Published online by Cambridge University Press: 04 March 2025
The 23rd April – that particular day in the calendar Iranian Armenian schools every year commemorate the anniversary of the Armenian Genocide. I remember that, when I was an elementary school student, our Armenian teachers would coordinate with the Apostolic Church to take us to the service. My elementary school was the Arax Armenian Girls’ School; hence, the closest church to the school was the Surb Sarkis Church on Karim Khan Zand Street. My friends and I would line up together with all other classes and walk from our school to the church. Our teachers would also provide us with flowers to place on the gravestone of some important Armenian figure or the victims of the Genocide in the courtyard of the church. My middle school years were spent in the Kooshesh Girls’ School, and we had a church adjacent to our building which made it much easier for us to walk to the service. And my high school was the Tovmasian Girls’ High School, also in walking distance from the Surb Targmanch’ats Apostolic Church in Zarkish. This was a routine in all Armenian schools every year.
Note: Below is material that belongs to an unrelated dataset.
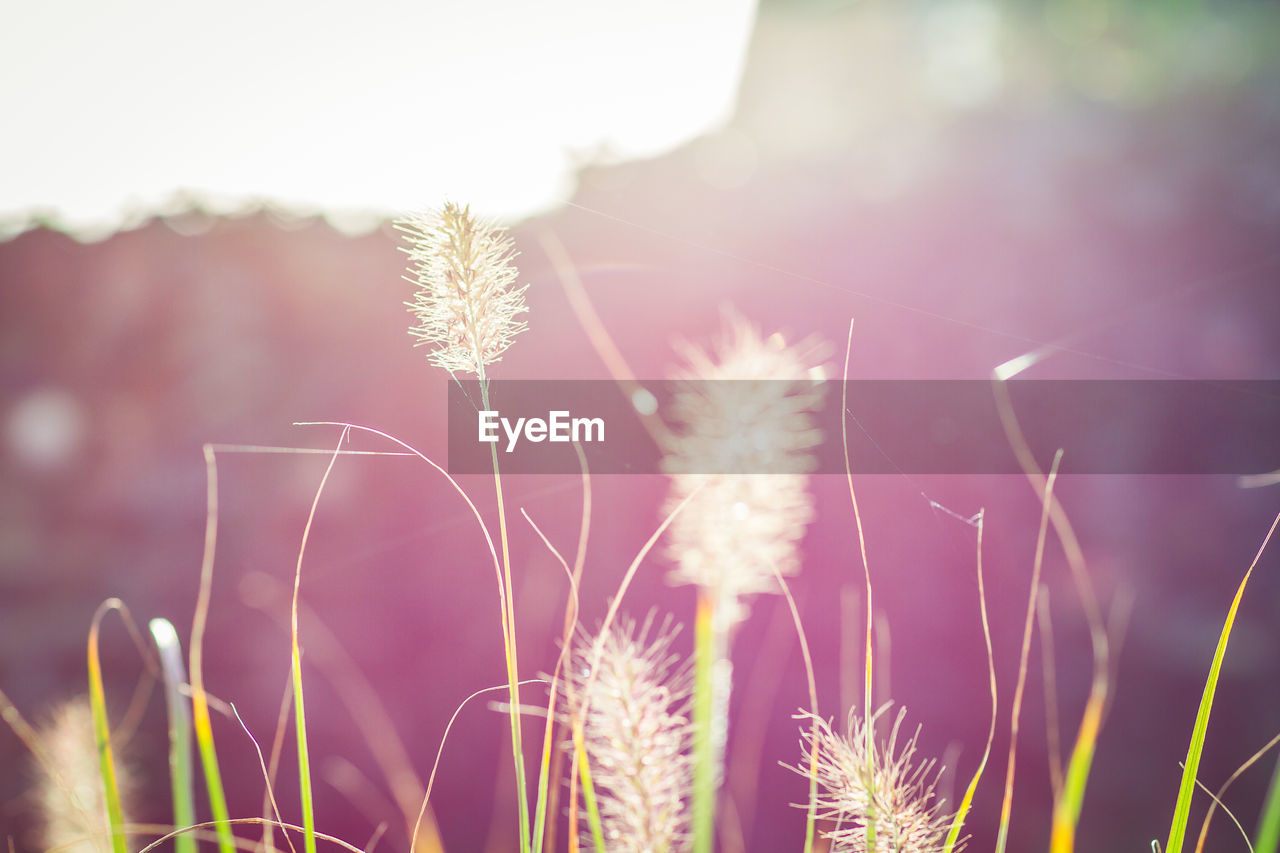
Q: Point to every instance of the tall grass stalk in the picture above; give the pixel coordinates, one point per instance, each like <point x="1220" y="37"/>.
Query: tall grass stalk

Building and maintaining collective identity is based on shared consciousness, memory and knowledge. Historical knowledge of the homeland is a major facet of identity for a minoritised diasporic community such as the Armenians. ‘Collective consciousness’ implies a consciousness that is both internal to the individual and shared by an entire community. Social theorists such as Emile Durkheim and psychoanalysts such as Carl Jung have delineated the ways in which an autonomous individual identifies with their larger community; they believed collective consciousness to be the internal representation of external forces exerted on individuals and assimilated into their consciousness. Following Durkheim's ideas, societies and communities are constantly influenced by people who are no longer alive but who have influenced the consciousness of the society or community. He posits that any given society consists of the characteristics of individuals who compose it; however, the whole may be different from the sum of those individuals. Durkheim postulates that there are certain conditions imposed on members to form a group identity, and that these conditions were established long before the current members of society were born. Hence, group identity and consciousness are always greater than individual identity.